I am too much for myself sometimes. I wish I had smaller aspirations, or at least that my aspirations didn't make such an insistent chorus. You have to be doing some awesome YESTERday, stop putting things off until tomorrow. DO it NOW.

So i've been going out a lot, 'laying groundwork' but also ingesting a lot of liquors and seeing a lot of people and basically staying one step ahead of the important question. I figure I can get away with this pattern until my job officially ends.

This is the question:

The problem with having so many ambitions, is they aren't really about me, they are about how I want the world to see me.

I know the first week I am not officially employed, I will sit around the house and the weight of the question that is continually flitting about in my head will press on me, until I have cleaned the house from top to bottom, and gone out for a pedicure, and met someone for dinner, and said a bunch of witty things and maybe offered some entirely unnecessary advice.

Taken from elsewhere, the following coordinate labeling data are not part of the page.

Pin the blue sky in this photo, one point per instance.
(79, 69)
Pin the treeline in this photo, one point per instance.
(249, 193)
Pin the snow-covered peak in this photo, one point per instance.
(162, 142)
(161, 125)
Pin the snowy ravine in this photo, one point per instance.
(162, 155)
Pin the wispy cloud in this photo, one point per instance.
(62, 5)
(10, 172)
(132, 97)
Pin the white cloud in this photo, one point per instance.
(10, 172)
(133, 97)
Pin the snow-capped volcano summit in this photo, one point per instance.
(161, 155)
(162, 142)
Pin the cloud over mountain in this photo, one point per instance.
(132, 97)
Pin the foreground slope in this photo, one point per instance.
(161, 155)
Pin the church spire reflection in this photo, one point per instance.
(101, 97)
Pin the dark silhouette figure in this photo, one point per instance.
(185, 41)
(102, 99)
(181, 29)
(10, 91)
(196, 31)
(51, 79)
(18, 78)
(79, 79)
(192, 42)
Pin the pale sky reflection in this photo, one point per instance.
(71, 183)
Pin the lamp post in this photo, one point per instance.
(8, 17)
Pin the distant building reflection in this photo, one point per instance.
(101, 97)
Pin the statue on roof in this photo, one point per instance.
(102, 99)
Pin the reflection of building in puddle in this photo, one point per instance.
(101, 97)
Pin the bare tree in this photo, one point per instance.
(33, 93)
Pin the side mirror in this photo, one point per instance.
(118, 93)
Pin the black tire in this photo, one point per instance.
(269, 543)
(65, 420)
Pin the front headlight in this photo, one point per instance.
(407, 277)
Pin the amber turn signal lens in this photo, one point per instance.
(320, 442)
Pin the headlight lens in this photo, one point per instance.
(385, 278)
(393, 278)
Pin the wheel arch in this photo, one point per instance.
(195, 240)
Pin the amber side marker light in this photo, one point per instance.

So that's happening. What else?

I read this amazing post by Roxane Gay about the Hunger Games and about surviving assault, and it reminded me of all the times I had left my body to get through a difficult situation mostly when I was younger.

She writes :

It never crossed my mind to say no or that I should say no, that I could say no. He started pressuring me to have sex with him. I didn’t say no but I didn’t say yes and I did not want to say yes. I wanted to say no but could not because then I would lose him and I would be nothing again.

I remembered when they started offering Wendo classes at my high school the first thing they taught us girls to say was NO in very loud voices, and then ironically to run away.

A cluster of us gathered outside the high school doors, dispiritedly talking about the first class.

"It's called a 'self-defense' course not a 'chicken' course, not a 'yelling dumb shit' class."

Reading Gay's piece I realized I still don't say NO.

I say maybe, I say "I don't know" I say "I'll see what I can do", I say "I need time" I say "I'm not trying to be difficult" "I say it's upsets me when.." I say all sorts of things. Most of them are adult versions of "please don't leave me".

The problem with not knowing how to say 'no' is that it somehow reaches out and poisons saying yes.

So then I sit there, looking at the question: "What do I actually want?" and the answer though scary, seems to start with I want to say NO for a while.

Until I've racked up enough no's that a YES starts to appear out of the murk that is me, trying to satisfy what I imagine are other people's expectations.